The substituted acrylamides of pyrryl of the present invention; Chemical name is N-[2-(diethylin) ethyl]-5-[(E)-2-(4-fluoro-2-halo-carbaniloyl,phenylcarbamoyl)-vinyl]-2; 4-dimethyl--1H-pyrrole-3-carboxamide, structure is suc as formula shown in (III):
Figure G2009101431494D00022
X in above-mentioned (III) formula structure is haloid element Cl, Br or I.
Among the present invention; The preparation of the substituted acrylamides of pyrryl (III); Can be by corresponding [(4-fluoro-2-halo-carbaniloyl,phenylcarbamoyl)-methyl]-diethyl phosphonate (IV) and N-(2-diethylin ethyl)-2; 4-dimethyl--5-formyl radical-1H-pyrrole-3-carboxamide (V) obtains through Horner-Emmons-Wittig reaction (HEW reaction) condensation, and reaction process is shown in reaction formula (3):
Reaction formula (3):
Figure G2009101431494D00031
X in the above-mentioned reaction formula (3) is haloid element Cl, Br or I; R is methyl or ethyl.

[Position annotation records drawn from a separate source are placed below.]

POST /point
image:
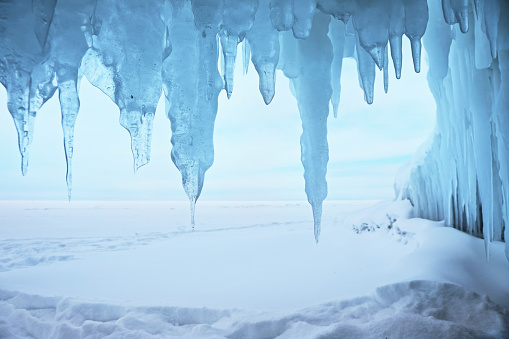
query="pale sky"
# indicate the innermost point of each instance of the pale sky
(257, 150)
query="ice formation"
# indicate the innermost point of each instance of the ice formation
(132, 50)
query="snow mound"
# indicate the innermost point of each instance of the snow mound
(415, 309)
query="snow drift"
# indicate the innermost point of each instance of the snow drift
(131, 50)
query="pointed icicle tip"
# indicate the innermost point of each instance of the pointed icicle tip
(24, 164)
(317, 219)
(192, 207)
(139, 161)
(487, 249)
(386, 70)
(416, 54)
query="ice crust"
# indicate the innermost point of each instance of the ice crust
(132, 50)
(461, 175)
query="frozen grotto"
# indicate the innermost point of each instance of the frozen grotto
(132, 49)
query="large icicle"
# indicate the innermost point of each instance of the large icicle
(263, 39)
(26, 75)
(396, 30)
(313, 92)
(238, 17)
(128, 50)
(191, 84)
(371, 21)
(416, 19)
(71, 33)
(337, 37)
(366, 70)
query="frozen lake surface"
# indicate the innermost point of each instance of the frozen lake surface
(249, 269)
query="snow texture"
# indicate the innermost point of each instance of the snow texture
(119, 270)
(131, 50)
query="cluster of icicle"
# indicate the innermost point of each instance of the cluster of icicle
(132, 49)
(462, 174)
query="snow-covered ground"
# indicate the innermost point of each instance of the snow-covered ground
(248, 270)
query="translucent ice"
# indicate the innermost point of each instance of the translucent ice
(191, 85)
(263, 39)
(313, 92)
(133, 49)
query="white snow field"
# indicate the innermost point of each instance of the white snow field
(248, 270)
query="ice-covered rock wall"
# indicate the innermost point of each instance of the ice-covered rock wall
(462, 175)
(134, 50)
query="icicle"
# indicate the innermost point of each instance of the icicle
(317, 220)
(134, 69)
(18, 103)
(386, 70)
(491, 20)
(72, 25)
(264, 42)
(372, 21)
(366, 70)
(192, 208)
(69, 105)
(396, 30)
(303, 13)
(341, 10)
(229, 46)
(232, 32)
(288, 57)
(456, 11)
(337, 37)
(188, 74)
(281, 14)
(416, 20)
(313, 92)
(246, 54)
(43, 11)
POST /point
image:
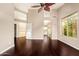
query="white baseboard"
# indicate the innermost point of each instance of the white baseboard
(6, 49)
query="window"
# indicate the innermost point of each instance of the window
(69, 25)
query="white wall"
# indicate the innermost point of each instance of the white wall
(6, 26)
(54, 24)
(37, 23)
(37, 20)
(62, 12)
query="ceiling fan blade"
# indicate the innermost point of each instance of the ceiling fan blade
(35, 6)
(40, 9)
(47, 9)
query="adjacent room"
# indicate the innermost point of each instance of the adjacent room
(39, 29)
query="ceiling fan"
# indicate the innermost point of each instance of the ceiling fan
(43, 6)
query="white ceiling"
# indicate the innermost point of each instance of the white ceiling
(25, 6)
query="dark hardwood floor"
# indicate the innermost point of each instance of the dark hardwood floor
(41, 48)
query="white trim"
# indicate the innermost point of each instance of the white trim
(6, 49)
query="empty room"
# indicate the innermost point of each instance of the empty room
(39, 29)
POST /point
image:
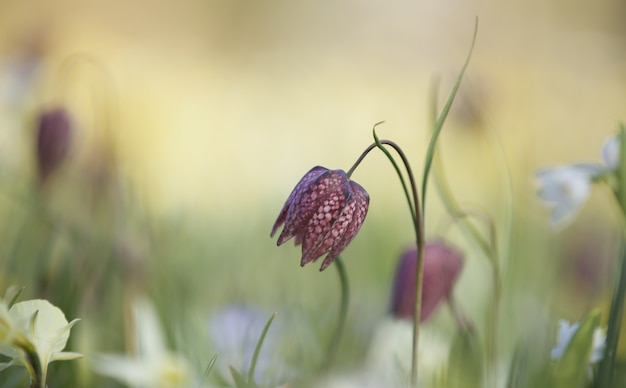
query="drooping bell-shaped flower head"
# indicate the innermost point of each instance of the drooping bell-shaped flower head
(323, 212)
(54, 133)
(442, 266)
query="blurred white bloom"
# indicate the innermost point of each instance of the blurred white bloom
(34, 326)
(388, 361)
(567, 188)
(565, 334)
(153, 366)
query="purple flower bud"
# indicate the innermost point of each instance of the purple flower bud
(442, 265)
(323, 212)
(54, 133)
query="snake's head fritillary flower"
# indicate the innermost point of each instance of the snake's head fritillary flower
(323, 212)
(54, 133)
(442, 266)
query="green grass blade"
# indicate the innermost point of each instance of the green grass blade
(257, 350)
(442, 118)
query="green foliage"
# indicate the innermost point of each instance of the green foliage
(466, 362)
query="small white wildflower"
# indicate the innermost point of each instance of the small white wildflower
(564, 336)
(153, 366)
(235, 332)
(566, 188)
(35, 325)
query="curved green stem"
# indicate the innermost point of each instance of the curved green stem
(442, 118)
(419, 239)
(605, 372)
(343, 313)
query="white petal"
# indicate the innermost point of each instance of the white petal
(564, 336)
(566, 187)
(599, 343)
(148, 332)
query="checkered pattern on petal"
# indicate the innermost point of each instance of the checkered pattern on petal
(352, 223)
(288, 212)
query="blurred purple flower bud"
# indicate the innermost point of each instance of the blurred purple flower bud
(323, 212)
(54, 133)
(442, 265)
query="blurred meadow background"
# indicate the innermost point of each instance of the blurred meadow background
(192, 121)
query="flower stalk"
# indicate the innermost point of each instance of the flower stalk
(605, 372)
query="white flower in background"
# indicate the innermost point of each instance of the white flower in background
(34, 327)
(564, 336)
(153, 366)
(567, 188)
(388, 361)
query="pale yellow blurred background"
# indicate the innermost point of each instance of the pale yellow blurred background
(218, 106)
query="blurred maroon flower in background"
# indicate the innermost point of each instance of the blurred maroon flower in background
(323, 212)
(54, 133)
(442, 266)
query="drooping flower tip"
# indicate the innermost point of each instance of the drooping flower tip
(323, 212)
(54, 134)
(442, 266)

Above-mentioned Horner-Emmons-Wittig reaction in a kind of polar aprotic solvent, is carried out under the alkaline condition usually.Specifically, in the mixture of compound (IV), compound (V) and solvent, behind the adding alkali, stirring reaction liquid is accomplished.The example of the polar aprotic solvent that uses in the reaction is an ether solvents, THF, 1 for example, 4-dioxane; Nitrile solvent, for example acetonitrile; And amide solvent, N for example, dinethylformamide, DMAC N,N.Reaction solvent is acetonitrile or N preferably, dinethylformamide.The example that reacts used alkali is a tertiary amine, for example 1, and 8-diazabicyclo [5.4.0] 11 carbon-7-alkene (DBU); Alkali metal hydroxide is like sodium hydroxide, Lithium Hydroxide MonoHydrate, Pottasium Hydroxide; And alkaline carbonate, like cesium carbonate, salt of wormwood.Reacting preferred alkali is Lithium Hydroxide MonoHydrate or Pottasium Hydroxide.
The temperature of reaction of above-mentioned reaction can be in quite wide in range scope, and precise dose is unimportant to this reaction, is generally 0 ℃ of reflux temperature to solvent.
According to the present invention, above-mentioned reaction need not the pure article that further crystallization purifying obtains compound (III) after finishing.Reaction gained crude product promptly can be used for step reaction down with the preparation Sutent.Specifically, after above-mentioned Horner-Emmons-Wittig reaction was accomplished, the resistates that reacting liquid filtering concentrates the back gained can directly be used for the synthetic of Sutent.In addition, this resistates also can further be handled, and for example, adds entry, uses organic solvent extraction, remove water-soluble substances after, merge organic phase after, dry precipitation is used further to the synthetic of Sutent.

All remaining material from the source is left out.